The join is ~420,000 rows and the result it 3 rows.

There is a PK on date.dateKey and FK on facts.
These are tables, not views.

I checked with profiler to verify that the duration is the actual execution time of the query, and not the app's run-time.

The SqlServer has 16 cores, so I would hope for the 8 queries to run in parallel and not stack up.

On the server, CPU for 1 query goes up to 50%. for 8 it gets to 95%.

network/memory/IO doesn't seem to change dramatically.

plan

UPDATE

So i tried playing with the limitations of the parallelism. The conclusion is that the DB uses all cores for each query and the cores are overwhelmed by multiple calls. if i turn down the parallelism to 1 then each query is slower but i can run multiple queries without taking a hit.

guessing that it's just the hardware limitations and there is not "magic" solution for the general case – only tweaking the queries.

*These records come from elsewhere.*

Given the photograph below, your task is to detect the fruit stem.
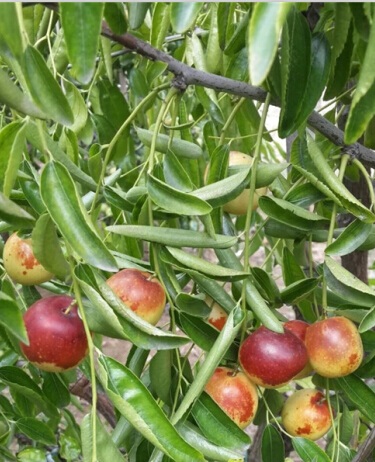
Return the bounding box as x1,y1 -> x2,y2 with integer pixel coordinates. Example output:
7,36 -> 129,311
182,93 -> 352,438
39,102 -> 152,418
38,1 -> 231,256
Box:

btw, it seems that the biggest part of the hit is the joining.

Thanks everyone!

Best Answer

If running your query multiple times in serial takes 50% overall of a 16 core CPU, that means it's going parallel internally (i.e. SQL Server is splitting up the work over multiple cores), and you can't expect linear gains by running it in parallel "externally" (or whatever the correct terminology would be...).

Try your tests again with "OPTION(MAXDOP 1)" added to the query (SQL Server only), which will ensure each run only uses one core, and I think you'll see what I mean.